Esse é o ponto de partida de Gunman Chronicles, jogo da Sierra
que usa a mesma tecnologia de Half-Life, shooter lançado
há dois anos.
Em
Gunman Chronicles, que chega ao Brasil pela BraSoft, o protagonista
lidera um pelotão que foi escalado para a misteriosa missão
por causa de um incidente do passado, quando abandonou uma missão
e deixou alguns oficiais a mercê dos Xenomes. Os próprios
subalternos se encarregam de explicar detalhes do planeta e ensinar
o personagem a utilizar as armas, nas primeiras fases do jogo. O
armamento vai de uma simples faca a rifles, granadas e metralhadoras
laser.
O começo
do jogo é talvez um dos mais enfadados da história
dos games. Quando o jogador se dá conta de que o personagem
já obedece aos controles, tudo que acontece é apenas
um voz feminina, vinda de um alto-falante, explicando detalhes da
missão, enquanto você vê imagens do planeta pela
janela da nave e aparecem créditos verdes na parte inferior
(com os nomes da equipe de produção do jogo), como
no início de um filme.

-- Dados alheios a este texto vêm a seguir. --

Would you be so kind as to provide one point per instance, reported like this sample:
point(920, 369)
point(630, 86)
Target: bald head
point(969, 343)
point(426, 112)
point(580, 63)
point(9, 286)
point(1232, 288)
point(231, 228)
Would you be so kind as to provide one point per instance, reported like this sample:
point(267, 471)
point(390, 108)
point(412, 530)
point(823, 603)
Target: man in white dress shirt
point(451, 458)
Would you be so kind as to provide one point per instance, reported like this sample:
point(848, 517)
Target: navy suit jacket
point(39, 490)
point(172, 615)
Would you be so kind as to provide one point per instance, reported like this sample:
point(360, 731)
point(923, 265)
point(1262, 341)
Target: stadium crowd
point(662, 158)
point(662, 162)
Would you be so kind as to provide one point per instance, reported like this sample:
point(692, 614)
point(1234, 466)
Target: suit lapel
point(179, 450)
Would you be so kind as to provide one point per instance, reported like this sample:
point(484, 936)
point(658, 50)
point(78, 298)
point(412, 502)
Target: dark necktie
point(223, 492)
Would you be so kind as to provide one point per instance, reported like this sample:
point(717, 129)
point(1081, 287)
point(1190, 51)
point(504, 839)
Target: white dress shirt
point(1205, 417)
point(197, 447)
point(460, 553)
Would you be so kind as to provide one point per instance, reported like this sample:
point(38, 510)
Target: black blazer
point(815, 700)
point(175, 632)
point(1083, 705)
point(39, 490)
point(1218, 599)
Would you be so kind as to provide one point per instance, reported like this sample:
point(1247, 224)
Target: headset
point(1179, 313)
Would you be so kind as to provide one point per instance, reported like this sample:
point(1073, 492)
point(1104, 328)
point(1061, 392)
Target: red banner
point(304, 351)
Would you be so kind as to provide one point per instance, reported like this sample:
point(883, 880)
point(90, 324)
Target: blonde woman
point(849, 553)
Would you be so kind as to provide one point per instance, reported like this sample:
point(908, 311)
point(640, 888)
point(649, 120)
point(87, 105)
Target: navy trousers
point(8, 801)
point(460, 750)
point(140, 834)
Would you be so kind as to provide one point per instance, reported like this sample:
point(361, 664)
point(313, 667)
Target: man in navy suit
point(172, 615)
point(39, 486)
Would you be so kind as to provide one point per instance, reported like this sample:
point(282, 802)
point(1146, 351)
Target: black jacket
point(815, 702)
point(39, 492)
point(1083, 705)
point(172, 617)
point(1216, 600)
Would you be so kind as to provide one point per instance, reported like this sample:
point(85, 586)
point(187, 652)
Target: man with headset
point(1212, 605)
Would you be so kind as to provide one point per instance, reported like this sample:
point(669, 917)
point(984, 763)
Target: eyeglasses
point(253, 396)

Isso dura cerca de cinco minutos,
resultando em uma seqüência cansativa que poderia ser
mais curta. Ou transformada em um vídeo de apresentação,
pois não há motivo para o personagem estar ativo nessa
hora.
Depois,
os soldados o guiam pelas instalações e você
aprende os principais comandos: saltar, agachar, disparar, empurrar
caixas e abrir portas. A jogabilidade é muito eficiente e
a interface de mouse com o teclado funciona bem, havendo ainda a
opção de só usar o teclado. As vozes digitalizadas
soam com clareza, assim como os demais efeitos sonoros. O desafio
é equilibrado, exigindo do jogador raciocínio para
cada situação: rastejar para se mover em silêncio,
pegar o inimigo de surpresa, etc.
O problema
maior, para quem tem sede de sangue, é a falta
de ação e tiroteios das primeiras fases. Outro porém
é o gráfico pouco inovador e sem detalhes (os socos
do personagem principal são mecânicos demais), salvo
os ótimos efeitos de disparo das armas. No geral, é
um jogo irregular, mas que se mantém na média dos
shooters. Afinal, sempre vale a pena chutar o traseiro de alguns
alienígenas desprezíveis.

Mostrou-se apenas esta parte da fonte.